L’empereur a été ramené au palais pis là, ses blessures ont commencé à s’infecter. Y’est mort de fièvre queques jours après – une fin flyée pour une vie complètement pétée. 

Le Balloonfest’86 : quand l’enfer est pavé… de ballounes

Y’a-tu quequ’un qui aime pas les ballounes? C’est comme des belles cerises en plastique de toutes sortes de couleurs, toutes rondes pis toutes joyeuses; y peuvent exploser, pis quand y dessoufflent vite, y font des sons de pet pis y volent tout croche dins airs comme un papillon avec une fusée dans l’derrière. Heille, j’ai déjà gardé une gang de flos occupés pendant un après-midi de temps yinque en jouant avec ça. C’est l’fun de même, des ballounes.

Y’a rien d’méchant dans une balloune. Ça peut pas faire de mal.

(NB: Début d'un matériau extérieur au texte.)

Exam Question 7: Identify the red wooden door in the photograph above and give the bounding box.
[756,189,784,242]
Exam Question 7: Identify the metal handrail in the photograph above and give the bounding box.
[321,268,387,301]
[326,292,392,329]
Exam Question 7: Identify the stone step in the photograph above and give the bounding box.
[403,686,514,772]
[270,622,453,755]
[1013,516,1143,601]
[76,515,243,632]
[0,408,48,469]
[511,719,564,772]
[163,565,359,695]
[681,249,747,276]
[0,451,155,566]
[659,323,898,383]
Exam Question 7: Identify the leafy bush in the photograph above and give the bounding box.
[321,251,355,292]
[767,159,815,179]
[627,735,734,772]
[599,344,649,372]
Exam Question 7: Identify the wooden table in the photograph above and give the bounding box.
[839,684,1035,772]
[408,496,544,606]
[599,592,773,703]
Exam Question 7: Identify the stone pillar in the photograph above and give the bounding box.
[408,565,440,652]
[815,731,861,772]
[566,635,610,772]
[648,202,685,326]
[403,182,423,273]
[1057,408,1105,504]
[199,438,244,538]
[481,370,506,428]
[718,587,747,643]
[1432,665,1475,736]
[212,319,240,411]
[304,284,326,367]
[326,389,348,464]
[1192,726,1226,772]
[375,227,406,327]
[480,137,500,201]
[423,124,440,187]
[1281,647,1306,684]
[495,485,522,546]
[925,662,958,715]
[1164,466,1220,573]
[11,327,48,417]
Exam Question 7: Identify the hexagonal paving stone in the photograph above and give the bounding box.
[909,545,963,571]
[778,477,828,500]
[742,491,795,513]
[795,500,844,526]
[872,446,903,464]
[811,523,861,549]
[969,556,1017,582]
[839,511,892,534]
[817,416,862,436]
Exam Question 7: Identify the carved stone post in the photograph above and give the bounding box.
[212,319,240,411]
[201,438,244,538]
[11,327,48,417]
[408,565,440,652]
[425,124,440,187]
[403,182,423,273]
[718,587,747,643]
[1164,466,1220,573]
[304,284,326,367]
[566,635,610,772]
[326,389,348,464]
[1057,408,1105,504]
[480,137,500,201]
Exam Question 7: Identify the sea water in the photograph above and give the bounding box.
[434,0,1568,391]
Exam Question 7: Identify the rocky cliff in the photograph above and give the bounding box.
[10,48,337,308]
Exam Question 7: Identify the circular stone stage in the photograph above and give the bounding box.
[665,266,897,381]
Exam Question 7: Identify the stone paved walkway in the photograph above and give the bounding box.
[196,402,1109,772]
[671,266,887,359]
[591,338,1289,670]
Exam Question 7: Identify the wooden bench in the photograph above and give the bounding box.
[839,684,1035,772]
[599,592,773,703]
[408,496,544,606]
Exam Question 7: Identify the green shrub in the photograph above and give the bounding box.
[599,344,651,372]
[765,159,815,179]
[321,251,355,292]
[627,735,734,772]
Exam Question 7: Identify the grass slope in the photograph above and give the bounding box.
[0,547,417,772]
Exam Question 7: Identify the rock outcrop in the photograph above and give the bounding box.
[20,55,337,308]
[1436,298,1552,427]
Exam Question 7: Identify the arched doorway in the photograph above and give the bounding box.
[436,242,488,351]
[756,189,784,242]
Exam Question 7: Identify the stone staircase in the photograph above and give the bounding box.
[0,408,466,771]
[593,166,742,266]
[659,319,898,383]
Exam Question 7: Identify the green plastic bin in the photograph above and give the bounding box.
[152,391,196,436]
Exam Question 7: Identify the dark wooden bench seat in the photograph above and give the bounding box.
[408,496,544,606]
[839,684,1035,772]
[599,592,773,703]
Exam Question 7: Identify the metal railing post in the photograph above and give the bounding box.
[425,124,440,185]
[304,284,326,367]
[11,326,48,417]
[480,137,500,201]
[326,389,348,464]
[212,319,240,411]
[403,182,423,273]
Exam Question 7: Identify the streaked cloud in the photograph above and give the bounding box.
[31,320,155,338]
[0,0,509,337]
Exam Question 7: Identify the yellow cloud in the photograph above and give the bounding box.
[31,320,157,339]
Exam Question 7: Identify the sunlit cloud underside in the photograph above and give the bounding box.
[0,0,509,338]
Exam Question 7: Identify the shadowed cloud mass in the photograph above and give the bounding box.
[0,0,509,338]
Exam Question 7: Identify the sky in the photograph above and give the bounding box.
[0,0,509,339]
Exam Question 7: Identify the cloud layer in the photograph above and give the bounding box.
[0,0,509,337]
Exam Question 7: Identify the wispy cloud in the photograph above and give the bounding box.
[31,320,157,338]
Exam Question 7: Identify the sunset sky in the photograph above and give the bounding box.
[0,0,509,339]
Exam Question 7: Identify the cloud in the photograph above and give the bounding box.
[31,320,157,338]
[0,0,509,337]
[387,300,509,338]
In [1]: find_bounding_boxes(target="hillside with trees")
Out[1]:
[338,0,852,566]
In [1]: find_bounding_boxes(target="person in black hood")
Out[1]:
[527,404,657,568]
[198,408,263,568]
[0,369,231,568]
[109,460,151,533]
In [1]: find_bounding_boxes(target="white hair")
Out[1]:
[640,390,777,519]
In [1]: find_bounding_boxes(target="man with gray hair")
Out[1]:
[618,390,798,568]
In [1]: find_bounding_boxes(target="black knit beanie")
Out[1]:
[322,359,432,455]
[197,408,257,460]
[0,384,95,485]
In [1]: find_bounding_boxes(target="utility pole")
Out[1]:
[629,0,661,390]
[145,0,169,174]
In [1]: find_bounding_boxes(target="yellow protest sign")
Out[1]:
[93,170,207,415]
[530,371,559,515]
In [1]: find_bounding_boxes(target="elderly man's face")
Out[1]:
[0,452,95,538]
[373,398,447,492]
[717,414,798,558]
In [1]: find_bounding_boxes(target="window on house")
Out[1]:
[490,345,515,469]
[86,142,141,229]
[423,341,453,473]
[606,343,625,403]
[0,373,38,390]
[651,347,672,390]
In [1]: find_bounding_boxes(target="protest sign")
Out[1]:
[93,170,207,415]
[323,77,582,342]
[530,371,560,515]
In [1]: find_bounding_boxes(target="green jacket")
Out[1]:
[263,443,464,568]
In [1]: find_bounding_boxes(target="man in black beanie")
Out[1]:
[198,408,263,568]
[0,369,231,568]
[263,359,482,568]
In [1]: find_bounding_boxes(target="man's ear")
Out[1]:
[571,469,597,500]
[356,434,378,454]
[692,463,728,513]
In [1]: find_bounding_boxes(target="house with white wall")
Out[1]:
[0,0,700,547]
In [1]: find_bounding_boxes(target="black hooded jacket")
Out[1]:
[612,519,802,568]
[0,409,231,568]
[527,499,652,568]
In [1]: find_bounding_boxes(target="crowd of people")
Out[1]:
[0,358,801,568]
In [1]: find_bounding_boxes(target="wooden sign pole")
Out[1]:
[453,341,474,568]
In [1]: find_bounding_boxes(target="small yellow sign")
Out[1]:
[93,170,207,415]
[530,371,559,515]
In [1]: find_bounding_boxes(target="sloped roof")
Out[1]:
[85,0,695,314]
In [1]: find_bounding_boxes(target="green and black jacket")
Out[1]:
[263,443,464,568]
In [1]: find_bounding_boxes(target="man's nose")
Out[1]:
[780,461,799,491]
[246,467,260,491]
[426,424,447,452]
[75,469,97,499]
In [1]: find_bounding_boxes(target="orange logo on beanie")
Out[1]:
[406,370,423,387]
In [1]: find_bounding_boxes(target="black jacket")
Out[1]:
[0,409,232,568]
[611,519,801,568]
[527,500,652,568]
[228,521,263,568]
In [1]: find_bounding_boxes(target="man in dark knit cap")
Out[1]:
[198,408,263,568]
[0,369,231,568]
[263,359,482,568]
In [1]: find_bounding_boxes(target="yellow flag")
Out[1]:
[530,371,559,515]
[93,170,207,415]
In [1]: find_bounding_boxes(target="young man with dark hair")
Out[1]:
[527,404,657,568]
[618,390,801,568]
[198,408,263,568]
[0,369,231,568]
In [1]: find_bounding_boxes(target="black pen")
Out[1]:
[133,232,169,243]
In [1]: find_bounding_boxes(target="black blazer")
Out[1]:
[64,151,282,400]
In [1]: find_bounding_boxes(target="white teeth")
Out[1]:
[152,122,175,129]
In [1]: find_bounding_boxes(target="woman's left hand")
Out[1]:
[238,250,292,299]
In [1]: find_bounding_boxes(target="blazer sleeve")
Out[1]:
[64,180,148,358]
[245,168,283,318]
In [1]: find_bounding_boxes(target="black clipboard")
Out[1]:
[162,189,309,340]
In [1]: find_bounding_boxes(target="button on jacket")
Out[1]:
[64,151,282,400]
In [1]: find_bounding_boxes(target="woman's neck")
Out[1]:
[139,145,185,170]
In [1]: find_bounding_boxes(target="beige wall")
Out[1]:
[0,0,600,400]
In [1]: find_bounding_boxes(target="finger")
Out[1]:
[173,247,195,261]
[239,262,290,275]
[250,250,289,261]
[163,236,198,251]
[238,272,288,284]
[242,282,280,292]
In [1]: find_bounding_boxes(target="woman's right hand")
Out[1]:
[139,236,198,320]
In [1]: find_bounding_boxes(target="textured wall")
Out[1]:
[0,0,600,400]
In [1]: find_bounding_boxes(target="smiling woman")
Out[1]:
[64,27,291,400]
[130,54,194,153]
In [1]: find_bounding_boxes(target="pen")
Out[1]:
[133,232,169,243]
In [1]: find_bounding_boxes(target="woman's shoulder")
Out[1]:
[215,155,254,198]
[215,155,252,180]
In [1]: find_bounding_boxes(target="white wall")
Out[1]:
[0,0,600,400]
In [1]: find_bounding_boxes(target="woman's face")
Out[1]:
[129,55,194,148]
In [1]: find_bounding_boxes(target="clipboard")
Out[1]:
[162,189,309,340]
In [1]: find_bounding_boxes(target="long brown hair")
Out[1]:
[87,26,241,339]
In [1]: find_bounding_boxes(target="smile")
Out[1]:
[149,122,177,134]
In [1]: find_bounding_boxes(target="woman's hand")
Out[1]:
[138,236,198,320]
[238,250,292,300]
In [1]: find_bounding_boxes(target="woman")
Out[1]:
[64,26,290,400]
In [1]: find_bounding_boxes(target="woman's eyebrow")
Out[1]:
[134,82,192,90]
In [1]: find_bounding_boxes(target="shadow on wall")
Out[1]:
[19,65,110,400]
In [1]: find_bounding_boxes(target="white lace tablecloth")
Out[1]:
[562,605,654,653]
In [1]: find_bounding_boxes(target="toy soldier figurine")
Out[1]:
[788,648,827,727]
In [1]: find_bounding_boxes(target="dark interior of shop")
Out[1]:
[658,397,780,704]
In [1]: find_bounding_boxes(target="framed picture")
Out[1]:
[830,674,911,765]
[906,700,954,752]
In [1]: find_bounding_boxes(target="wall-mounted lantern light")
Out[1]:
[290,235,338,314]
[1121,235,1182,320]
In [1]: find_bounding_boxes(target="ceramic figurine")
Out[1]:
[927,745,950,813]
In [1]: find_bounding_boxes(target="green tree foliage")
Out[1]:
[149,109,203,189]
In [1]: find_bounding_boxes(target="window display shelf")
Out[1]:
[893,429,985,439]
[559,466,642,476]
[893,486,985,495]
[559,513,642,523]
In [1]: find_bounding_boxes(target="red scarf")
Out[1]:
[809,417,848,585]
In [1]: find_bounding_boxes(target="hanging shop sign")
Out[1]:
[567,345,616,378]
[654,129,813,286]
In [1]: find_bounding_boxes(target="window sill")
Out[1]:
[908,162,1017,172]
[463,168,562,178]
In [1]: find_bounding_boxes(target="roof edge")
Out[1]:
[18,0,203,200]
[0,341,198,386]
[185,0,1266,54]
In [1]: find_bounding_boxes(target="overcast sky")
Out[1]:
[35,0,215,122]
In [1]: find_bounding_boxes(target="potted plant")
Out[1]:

Mais si vous pensez ça, c’est clair que vous avez jamais entendu parler du Balloonfest’86 à Cleveland, en Ohio.

C’tait parti d’une bonne intention : pour se faire de la publicité pis ramasser de l’argent, Centraide du Grand Cleveland voulait battre le record du monde du plus grand nombre de ballounes gonflées à l’hélium pis r’lâchées en même temps.

En plus, dans c’te temps-là, Cleveland avait la réputation d’être un trou. Tsé : dins années 1970, ça allait tellement mal financièrement que la Ville avait fait défaut su ses paiements, la rivière Cuyahoga qui la traversait était tellement polluée qu’a l’avait pogné en feu, pis ses équipes de sport arrêtaient pas de perdre comme des pas bonnes – quoique, du côté d’la NFL, ch’pas sûre que ça c’est tant ramieuté. C’tait rendu au point où c’que Cleveland avait été surnommée « Mistake on the Lake » – l’erreur su l’lac, en français, parce qu’a l’était située su’l bord du lac Érié.

Bref, Cleveland avait d’quoi à prouver  :

« On est pas des jambons pis des ti-clins! Nous-autres aussi on peut faire des belles pis des grandes affaires, bon! »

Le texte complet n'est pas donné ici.